Peki neden FOMO’ya kapılıyoruz? Öncelikle bunun en büyük nedenlerinden birisi sosyal karşılaştırmalar ve sosyal medyadır. Kişiler sosyal medya üzerinden başkalarının kazandığını gördükçe kendisinin fırsatları kaçırdığını ve ürünü daha pahalıdan alarak zarar edeceğini ya da o kişiler kadar kâr edemeyeceğini düşünmektedir. Giriştiği sosyal karşılaştırmalar yüzünden kasası büyümüş olsa da kendi yaptığı 2x’e sevinmek yerine başkası gibi 10x yapamadığı için üzülmektedir. Bu tarz bir düşünce yapısı da kişinin FOMO’ya kapılma ihtimalini artırmakta, bu sefer kapılmamış olsa dahi bir sonraki sefere “fırsatı” kaçırmak istememekte ve dürtüsel davranarak trene atlamaktadır.

Yine benzer doğrultuda herkesin alım yaptığını gören kişi (halbuki alım yaptığını gördüğü kitle yalnızca kendi takip ettiği ve benzer düşünce yapısına sahip kişilerden oluşmakta) kendi kararlarından emin olamamakta, şüpheye düşmekte ve yanılmış olabileceğini düşünerek düşündüğünün tersine işlemler almaktadır.
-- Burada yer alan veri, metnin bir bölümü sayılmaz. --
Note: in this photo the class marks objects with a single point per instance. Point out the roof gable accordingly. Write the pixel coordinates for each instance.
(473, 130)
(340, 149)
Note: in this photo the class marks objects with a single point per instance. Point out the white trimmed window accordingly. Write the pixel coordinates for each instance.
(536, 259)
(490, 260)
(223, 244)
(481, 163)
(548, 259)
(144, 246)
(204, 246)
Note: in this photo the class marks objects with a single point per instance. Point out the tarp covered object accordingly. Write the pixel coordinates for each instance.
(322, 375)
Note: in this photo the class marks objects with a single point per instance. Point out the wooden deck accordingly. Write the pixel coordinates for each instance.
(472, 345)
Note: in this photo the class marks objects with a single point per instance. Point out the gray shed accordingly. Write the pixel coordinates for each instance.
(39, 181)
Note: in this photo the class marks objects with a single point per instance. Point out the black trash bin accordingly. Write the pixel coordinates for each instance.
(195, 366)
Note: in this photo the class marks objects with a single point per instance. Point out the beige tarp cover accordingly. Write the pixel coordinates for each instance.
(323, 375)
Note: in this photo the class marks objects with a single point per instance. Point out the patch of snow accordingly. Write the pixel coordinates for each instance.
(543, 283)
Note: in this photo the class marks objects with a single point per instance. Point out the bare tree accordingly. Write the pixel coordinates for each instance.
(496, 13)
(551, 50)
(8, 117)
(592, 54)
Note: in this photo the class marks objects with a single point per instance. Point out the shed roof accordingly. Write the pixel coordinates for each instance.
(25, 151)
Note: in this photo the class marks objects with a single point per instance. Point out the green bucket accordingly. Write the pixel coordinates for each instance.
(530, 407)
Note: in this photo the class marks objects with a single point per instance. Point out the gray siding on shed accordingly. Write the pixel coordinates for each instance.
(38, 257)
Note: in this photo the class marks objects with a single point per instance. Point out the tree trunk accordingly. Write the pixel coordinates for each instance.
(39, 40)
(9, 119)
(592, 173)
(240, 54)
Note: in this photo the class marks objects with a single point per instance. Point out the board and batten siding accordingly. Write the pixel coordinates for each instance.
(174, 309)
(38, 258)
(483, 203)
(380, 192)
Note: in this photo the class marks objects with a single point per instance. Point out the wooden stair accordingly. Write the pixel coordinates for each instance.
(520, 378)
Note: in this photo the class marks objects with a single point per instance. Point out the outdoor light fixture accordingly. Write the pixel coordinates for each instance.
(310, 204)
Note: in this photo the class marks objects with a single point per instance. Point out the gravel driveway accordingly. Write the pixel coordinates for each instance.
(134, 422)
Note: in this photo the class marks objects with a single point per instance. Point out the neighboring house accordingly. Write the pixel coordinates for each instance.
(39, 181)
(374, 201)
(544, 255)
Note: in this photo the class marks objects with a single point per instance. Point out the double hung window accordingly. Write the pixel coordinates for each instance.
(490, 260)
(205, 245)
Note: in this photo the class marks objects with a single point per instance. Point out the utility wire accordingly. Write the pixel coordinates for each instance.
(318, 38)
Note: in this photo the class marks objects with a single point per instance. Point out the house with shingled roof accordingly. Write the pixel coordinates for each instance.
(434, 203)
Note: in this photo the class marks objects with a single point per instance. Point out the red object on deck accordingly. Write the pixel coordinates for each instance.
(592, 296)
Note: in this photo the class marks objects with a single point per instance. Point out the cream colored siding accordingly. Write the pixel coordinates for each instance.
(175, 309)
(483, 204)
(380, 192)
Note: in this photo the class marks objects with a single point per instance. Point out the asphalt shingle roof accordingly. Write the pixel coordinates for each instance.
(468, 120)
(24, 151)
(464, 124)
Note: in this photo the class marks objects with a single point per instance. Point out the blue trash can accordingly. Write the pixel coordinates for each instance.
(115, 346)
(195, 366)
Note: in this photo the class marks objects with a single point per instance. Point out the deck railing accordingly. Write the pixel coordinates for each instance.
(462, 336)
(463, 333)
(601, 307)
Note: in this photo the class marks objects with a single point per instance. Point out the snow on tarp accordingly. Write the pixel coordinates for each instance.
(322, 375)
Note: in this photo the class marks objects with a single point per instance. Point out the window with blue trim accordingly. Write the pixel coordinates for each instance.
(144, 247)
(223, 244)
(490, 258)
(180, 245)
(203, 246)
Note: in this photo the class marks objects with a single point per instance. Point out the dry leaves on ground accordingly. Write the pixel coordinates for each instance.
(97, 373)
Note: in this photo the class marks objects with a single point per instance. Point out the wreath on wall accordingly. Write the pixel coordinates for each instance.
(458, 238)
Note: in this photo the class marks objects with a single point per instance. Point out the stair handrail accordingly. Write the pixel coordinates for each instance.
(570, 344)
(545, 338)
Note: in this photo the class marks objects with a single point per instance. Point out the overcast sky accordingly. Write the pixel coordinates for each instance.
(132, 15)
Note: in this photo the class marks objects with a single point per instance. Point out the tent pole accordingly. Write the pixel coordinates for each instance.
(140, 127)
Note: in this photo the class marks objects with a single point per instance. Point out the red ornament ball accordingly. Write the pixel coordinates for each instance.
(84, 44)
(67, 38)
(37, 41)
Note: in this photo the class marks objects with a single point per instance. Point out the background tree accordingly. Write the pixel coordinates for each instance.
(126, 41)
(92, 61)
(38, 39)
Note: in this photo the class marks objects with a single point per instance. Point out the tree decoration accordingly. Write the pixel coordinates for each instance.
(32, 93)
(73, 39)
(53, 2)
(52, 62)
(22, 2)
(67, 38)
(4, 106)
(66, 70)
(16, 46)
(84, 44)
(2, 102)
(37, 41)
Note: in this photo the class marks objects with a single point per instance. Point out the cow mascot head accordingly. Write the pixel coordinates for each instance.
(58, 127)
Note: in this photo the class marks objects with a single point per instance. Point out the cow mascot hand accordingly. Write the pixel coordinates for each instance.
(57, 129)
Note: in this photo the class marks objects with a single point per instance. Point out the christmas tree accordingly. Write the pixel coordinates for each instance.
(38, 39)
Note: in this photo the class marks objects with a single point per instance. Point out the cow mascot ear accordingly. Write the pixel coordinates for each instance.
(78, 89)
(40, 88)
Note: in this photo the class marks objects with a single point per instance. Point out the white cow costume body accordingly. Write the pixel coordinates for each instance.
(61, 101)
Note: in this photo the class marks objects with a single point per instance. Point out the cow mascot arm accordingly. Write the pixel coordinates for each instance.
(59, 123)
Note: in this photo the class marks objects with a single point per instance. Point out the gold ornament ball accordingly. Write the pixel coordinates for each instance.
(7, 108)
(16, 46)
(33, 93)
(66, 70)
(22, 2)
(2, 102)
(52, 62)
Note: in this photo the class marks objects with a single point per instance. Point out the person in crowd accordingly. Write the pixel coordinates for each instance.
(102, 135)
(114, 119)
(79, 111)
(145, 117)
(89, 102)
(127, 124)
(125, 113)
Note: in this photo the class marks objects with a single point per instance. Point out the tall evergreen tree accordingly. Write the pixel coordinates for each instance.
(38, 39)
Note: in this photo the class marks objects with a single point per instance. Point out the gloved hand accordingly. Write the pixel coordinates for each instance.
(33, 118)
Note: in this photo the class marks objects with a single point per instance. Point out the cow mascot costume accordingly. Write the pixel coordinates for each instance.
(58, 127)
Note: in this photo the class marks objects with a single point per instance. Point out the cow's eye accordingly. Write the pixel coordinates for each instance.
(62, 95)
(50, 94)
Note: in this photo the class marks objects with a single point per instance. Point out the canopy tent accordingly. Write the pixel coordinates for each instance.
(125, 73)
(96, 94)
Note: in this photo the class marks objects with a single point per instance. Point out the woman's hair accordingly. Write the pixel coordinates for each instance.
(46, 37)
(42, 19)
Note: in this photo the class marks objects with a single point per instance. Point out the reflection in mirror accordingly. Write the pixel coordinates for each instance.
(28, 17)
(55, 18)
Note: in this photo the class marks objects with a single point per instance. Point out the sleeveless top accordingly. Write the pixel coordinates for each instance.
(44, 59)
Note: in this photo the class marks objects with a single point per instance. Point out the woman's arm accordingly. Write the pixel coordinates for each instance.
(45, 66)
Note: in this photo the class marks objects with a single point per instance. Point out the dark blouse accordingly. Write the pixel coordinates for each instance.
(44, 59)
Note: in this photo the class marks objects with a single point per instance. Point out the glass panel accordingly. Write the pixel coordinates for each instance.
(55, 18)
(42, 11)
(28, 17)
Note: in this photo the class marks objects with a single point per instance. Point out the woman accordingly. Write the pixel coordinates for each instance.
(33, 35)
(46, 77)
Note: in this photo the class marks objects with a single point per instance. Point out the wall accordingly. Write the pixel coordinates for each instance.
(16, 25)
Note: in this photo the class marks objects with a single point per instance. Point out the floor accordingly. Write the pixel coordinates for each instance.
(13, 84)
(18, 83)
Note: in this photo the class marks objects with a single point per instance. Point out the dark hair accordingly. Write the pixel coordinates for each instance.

Son olarak önceden kaçırdığımız fırsatların da bilişsel hassasiyetimizi etkilediğini söyleyebiliriz. Daha önceleri almayı düşündüğümüz fakat almadığımız bir paritenin yükseldiğini ve tekrardan hedeflediğimiz bölgelere gelmediğini gördükten sonra piyasaya karşı hırs yapabilir, öfkelenebilir ve doğru kararı doğru zamanda veremediğimizi düşünerek benzer hisleri yaşadığımız bir başka zaman alım yaparak önceki yaptığımız hatayı (alım yapmamak) tekrarlamaktan kaçınmak isteyebiliriz.

FOMO’nun üstesinden nasıl geliriz?

Özetle neredeyse her birimiz FOMO’ya öyle ya da böyle kapılmaktayız (Bana göre kapılmayan kimse yoktur, sonuçta hepimiz insanız ve duygusal işlemler alabiliyoruz). Bu noktada dikkat etmemiz gereken şey bir işleme girerken gerçekten hür irademizle mi yoksa başkalarının bize olan etkisiyle mi girip girmediğimizi fark etmektir. Eğer gerçekten de normalde alım yapmayı düşünmediğiniz bir bölgeden alım yapmaya çalışıyorsanız durup bu alımın gerçekten mantıklı olup olmadığını sorgulamanızı tavsiye ederim. ARKM grafiğinde de görebildiğiniz üzere piyasada fırsatlar hiçbir zaman bitmemekte, her gün bir başka fırsat doğmaktadır. Bugün trene atlamamış olmanız, yarınki uçağa binemeyeceğiniz anlamına gelmemektedir. Dolayısıyla tek bir pariteye odaklanıp dürtüsel kararlar vermek yerine akıllı bir yatırımcı gibi davranıp yatırım kararlarınızı sürece yaymanız çok daha sağlıklı olacaktır.

Bu makale yatırım tavsiyesi veya önerisi içermemektedir. Her yatırım ve alım satım hareketi risk içerir ve okuyucular karar verirken kendi araştırmalarını yapmalıdır.